American Patchwork Quilts

For years, I’ve had a minor interest in American Patchwork Quilts, since finding one bundled up in the back of an old barn sale. It was about $20, so I felt like I didn’t have much to lose if I bought it. When I got home, I consulted some of my old Martha Stewart Magazines (this was in the pre-Google days!) who had consulted specialist, Laura Fisher, to see how to wash it.

image(Totally irrelevant, but you can see the detail of a quilt that Figgy’s on!)

The basic recommendation was to soak it in the bathtub to remove the surface dirt and continually change to water until it ran clean. I was then able to lay it in the back yard to begin the drying process, and after it was almost dry, I hung it on the clothes line. The quilt was white with huge green, orange and pink tulips on it. I loved it.

That was about 20+ years ago, and I find that I am still buying American quilts and use them in my everyday life, not, unfortunately, giving any thought to their value. The white star quilt that shaggy Figgy is sitting on is now her bed and she loves it. The stars were rather worn out, so I didn’t feel too bad about using it for her. image

One of the first things I made when I taught myself to sew about six years ago, was a patchwork quilt in no discernable pattern. I figured it would help me learn to sew in straight lines. I backed the patchwork with a cozy fleece and still use it today, as evidenced by this image from a year ago, while I had Halas the Brown Dog, staying at my house.image

I am pretty casual about chucking the quilts into the washing machine and then hanging them out to dry in the sun and the breeze. This weekend was a perfect time to do that, so out they went!


One of the things I love about these old quilts is how they change as you move closer to them, and then step back to get another perspective. image

The perspective above looks totally different than the one below.image

The workmanship is amazing, and since I got this one at an auction in Southern Pennsylvania, I have a suspicion that it was made by an Amish woman or girl. image

I know that they’re not the rage like they were 25 years ago, when Ralph Lauren cornered the market on them, but they’re such an American icon.

I am in major de-accessioning mode and these and others (except my beginning sewing project) will be on my Etsy shop within the next week or so. imageRegardless of that, I have my eye on one at a local auction that just has me swooning! Killer shade of yellow!


  1. Just in case no one has mentioned it to you today, you're awesome.

  2. They really are works of art and those dogs are too! x

  3. at the great estate sale I went to this weekend there was a beautiful old quilt and no one was buying it! didn't have a price tag but I was tempted but doesn't really fit our house. I feel rather guilty for selling 3 antique quilts my great-grandmother made 80 years ago on ebay..but no one wanted them in my family and I made around $900 per quilt (amazing!) that went towards my first condo. I do still have a quilt my mom made for me when I was around 10 years old that was always on my bed as a child -all red, white, and blue!

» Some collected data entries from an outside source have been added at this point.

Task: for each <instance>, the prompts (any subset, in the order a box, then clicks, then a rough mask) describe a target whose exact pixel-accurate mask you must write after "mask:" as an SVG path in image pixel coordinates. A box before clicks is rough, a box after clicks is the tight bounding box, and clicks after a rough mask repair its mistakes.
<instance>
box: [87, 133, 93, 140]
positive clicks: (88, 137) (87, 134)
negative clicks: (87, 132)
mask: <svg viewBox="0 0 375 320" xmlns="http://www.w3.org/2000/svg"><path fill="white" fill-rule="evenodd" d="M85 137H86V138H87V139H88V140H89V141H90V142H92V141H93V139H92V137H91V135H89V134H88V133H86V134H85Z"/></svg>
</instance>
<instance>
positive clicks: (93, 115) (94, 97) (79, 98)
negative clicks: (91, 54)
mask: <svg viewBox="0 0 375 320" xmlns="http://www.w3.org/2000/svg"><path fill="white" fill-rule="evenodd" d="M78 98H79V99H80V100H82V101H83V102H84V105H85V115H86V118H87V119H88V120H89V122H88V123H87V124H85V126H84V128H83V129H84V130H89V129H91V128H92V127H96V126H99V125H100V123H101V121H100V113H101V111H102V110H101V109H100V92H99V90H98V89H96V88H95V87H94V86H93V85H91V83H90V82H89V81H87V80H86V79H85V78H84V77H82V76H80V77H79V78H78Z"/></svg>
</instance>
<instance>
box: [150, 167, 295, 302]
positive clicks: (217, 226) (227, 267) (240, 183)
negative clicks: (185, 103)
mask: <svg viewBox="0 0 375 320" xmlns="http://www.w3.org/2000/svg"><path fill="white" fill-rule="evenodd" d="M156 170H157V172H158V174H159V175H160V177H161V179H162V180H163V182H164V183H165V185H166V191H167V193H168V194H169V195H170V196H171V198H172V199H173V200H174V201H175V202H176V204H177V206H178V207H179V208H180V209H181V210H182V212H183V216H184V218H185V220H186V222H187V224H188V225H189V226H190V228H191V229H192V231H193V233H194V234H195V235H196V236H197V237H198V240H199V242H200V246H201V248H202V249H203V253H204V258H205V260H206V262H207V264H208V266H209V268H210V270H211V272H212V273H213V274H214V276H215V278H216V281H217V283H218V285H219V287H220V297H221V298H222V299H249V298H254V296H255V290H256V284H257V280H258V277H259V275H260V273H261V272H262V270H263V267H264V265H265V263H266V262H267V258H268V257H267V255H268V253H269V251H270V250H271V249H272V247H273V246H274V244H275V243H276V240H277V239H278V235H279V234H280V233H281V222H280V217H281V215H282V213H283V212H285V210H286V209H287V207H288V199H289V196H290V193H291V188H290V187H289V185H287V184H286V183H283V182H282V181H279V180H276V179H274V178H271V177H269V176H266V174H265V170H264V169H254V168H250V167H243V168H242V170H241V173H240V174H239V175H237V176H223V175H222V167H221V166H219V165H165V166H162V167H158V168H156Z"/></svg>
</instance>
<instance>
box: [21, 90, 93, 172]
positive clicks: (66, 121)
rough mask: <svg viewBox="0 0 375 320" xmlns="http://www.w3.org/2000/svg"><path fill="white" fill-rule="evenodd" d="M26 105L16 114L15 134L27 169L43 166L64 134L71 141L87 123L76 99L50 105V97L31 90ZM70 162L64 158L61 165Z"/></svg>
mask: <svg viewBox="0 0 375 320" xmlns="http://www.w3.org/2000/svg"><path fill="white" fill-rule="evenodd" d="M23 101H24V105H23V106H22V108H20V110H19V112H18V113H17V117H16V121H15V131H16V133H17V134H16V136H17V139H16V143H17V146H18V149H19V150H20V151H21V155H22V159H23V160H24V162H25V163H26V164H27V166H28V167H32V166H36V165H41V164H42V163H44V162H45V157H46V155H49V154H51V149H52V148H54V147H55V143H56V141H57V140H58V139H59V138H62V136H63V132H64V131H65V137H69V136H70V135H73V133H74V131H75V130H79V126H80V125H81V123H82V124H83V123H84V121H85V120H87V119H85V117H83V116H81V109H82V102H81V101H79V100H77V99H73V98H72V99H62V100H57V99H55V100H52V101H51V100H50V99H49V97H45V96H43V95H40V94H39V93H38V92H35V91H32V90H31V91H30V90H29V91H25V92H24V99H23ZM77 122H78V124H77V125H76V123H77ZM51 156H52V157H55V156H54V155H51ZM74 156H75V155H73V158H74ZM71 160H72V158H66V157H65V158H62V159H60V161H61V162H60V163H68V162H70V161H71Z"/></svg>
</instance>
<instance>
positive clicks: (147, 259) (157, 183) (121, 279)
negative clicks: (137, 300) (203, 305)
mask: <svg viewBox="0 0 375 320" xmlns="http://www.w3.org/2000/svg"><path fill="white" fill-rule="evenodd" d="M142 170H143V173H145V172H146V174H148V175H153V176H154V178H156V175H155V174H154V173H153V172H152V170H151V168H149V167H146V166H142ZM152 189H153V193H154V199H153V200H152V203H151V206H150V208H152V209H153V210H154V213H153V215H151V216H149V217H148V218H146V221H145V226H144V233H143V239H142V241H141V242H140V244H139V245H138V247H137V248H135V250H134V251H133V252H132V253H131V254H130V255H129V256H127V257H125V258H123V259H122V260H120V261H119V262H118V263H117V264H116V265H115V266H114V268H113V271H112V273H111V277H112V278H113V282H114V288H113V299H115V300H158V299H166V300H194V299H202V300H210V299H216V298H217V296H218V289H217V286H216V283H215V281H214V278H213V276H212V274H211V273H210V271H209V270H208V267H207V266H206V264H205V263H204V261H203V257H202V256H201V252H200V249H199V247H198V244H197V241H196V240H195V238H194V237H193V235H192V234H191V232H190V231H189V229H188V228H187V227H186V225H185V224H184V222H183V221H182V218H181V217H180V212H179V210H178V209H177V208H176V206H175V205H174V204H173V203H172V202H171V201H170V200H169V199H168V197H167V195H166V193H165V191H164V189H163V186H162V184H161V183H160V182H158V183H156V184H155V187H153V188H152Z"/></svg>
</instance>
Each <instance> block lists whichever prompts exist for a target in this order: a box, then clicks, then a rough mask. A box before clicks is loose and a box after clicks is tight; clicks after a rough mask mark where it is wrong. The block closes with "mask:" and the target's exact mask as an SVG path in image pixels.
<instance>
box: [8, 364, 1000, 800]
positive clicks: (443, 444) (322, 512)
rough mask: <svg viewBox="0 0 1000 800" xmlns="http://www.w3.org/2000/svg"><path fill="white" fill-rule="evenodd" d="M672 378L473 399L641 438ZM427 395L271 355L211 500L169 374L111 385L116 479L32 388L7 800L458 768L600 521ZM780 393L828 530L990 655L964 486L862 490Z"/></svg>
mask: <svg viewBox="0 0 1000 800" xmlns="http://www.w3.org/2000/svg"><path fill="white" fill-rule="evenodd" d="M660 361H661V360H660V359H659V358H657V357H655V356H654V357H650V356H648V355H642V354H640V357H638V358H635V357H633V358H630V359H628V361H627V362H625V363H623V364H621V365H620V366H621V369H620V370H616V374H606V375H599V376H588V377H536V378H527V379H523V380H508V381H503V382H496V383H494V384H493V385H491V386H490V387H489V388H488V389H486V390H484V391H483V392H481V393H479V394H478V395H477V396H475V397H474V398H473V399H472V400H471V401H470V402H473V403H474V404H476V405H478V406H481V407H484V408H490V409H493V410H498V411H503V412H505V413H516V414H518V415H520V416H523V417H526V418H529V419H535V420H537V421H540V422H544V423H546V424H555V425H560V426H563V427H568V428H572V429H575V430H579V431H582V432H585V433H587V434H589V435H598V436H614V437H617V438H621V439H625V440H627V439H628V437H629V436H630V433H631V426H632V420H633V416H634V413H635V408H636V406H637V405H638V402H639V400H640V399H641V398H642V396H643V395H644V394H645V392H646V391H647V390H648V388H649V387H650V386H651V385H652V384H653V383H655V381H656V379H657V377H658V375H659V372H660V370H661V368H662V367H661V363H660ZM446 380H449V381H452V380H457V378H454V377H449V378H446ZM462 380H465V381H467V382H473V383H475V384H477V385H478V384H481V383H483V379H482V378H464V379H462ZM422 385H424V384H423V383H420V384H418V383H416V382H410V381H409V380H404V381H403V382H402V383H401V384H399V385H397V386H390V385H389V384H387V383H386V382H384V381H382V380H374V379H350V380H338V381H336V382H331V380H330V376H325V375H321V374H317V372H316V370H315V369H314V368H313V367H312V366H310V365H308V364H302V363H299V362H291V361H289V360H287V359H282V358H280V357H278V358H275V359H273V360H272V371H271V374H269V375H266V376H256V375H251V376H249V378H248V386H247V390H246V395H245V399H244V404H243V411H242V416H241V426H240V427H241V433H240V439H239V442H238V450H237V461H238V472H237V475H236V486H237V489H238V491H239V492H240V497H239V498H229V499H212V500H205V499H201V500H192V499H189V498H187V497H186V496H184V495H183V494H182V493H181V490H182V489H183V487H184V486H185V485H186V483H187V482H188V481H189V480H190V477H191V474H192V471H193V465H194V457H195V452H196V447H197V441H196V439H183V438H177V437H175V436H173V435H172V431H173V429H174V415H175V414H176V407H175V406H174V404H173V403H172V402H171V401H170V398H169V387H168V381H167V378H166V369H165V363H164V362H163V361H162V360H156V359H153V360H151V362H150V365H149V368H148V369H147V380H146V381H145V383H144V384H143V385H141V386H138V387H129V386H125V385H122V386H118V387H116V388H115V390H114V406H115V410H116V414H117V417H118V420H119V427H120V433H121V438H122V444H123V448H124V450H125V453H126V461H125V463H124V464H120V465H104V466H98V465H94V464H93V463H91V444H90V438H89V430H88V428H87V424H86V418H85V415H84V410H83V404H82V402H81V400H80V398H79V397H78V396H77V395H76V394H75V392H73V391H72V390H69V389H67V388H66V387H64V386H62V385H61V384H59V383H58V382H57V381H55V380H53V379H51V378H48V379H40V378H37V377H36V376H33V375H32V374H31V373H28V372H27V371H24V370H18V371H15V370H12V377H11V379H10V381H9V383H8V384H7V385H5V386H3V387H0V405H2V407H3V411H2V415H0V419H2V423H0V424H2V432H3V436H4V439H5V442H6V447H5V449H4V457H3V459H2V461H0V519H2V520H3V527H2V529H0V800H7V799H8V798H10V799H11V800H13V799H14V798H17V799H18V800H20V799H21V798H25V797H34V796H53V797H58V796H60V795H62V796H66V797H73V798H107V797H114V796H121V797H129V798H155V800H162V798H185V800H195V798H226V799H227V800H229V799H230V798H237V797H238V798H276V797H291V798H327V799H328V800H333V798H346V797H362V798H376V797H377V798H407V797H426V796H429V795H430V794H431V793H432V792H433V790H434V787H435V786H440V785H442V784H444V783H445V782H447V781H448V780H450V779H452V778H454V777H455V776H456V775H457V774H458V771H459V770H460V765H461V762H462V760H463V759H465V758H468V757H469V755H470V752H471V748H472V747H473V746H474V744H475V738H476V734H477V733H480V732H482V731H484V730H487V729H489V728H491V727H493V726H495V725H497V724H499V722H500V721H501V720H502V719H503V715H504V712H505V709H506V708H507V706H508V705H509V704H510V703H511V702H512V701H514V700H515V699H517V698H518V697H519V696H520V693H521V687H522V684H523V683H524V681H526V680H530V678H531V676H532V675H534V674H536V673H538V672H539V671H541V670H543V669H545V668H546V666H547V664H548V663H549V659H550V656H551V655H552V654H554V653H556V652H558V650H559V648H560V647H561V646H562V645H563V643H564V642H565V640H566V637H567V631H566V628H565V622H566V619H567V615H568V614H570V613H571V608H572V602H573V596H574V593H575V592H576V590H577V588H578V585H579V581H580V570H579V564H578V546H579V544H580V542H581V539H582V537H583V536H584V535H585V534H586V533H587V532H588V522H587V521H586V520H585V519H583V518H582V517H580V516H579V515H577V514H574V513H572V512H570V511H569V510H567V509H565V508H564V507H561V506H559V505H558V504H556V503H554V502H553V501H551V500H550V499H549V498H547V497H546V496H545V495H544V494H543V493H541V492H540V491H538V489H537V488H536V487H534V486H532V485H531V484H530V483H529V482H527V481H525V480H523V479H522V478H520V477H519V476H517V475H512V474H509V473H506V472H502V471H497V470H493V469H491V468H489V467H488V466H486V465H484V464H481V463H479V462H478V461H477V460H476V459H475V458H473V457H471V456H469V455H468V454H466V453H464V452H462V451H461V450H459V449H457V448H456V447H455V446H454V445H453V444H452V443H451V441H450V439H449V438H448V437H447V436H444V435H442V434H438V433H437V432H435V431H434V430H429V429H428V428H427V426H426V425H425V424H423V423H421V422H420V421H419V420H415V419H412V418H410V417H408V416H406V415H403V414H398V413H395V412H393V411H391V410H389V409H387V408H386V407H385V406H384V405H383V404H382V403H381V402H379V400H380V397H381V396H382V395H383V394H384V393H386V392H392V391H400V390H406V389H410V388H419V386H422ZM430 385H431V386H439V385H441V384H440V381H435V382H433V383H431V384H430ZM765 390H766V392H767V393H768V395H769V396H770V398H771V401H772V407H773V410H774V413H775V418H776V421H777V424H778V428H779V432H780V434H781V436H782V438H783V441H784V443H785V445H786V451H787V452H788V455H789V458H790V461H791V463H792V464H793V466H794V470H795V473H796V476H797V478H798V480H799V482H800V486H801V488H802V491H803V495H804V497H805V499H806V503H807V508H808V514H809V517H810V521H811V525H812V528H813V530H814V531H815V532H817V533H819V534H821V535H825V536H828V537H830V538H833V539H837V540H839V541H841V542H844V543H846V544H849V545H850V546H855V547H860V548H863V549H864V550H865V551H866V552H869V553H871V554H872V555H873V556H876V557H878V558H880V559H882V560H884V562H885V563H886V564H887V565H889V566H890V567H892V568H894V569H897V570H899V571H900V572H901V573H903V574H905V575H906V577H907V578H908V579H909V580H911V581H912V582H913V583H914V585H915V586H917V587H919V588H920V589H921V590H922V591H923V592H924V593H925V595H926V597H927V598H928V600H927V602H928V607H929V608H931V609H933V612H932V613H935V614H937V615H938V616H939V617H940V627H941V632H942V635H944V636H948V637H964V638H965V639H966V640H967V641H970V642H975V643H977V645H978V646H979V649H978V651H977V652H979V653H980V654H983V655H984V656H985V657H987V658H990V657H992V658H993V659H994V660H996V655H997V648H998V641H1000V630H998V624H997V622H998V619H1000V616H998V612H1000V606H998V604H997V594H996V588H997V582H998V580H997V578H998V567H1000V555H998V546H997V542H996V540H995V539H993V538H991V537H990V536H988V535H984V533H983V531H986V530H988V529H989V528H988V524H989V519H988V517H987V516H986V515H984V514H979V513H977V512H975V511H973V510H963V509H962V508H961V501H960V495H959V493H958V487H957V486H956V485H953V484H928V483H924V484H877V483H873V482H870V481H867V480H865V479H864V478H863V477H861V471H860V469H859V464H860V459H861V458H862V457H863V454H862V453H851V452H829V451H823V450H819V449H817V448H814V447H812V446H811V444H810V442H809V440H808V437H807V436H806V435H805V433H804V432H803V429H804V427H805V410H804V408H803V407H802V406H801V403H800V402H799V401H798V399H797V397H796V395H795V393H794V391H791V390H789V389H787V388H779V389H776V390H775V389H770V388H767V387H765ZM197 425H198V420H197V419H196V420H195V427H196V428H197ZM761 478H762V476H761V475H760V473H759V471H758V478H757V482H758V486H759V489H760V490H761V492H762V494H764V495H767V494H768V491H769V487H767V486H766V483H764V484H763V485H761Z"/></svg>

  4. I am fascinated by the stories behind each handmade quilt. I have many quilts made by my Mother, both Grandmothers, and Aunts. My Mother's quilting was always 12 stitches to the inch and her stories of quilting circles brought me cherished memories of fellowship around each painstakingly created masterpiece. She left us this year at age 102 and I treasure these reminders of a life well lived. I showcase them in my home on a rotating basis and remember funny and poignant times from their time spent together creating works from the heart.

  5. Please explain the statement ...25 years ago when Ralph Lauren cornered the market on them.... such an American Icon... Do you mean he has a vast collection of Early American handmade quilts or ...? As I type this 25 years ago seems like yesterday. Perhaps I am slow to follow trends because I stick with what I like. Yes, I have made a few quilts myself, the tops look like quilts but the small hand stitched quilted patterns not so much. I tied my blocks with embroidery thread, a short cut yes, but it got the piece on the bed! Incidentally the hexagon quilt, the lone star quilt= o my goodness - each labor intensive -- unless one had a rotary cutter, had researched time saving piecing techniques and followed an assembly line, daily goal setting I am getting a head ache thinking about it. but it can be fun. I have a quilt that failed the test of time and is currently safety pinned together awaiting me to learn where to start quilting. the center , the edge , work from the middle out, I am stuck and it is there --I see it each day bahahahaha Back to Ralph, the linens he sold were made Overseas were they not????

  6. Dear Meg. I know you are busy so I looked into this dead quilt upcycle Ralph Lauren controversy. Found an MFA thesis by McCormick, grad student, and have learned a great deal of background on the quilt TOPic.
    And yes they were Handmade in the USA. It even included some images from the National Archives of quilt use during the depression Fascinating material to read. You have a piece of Americana there sweetie!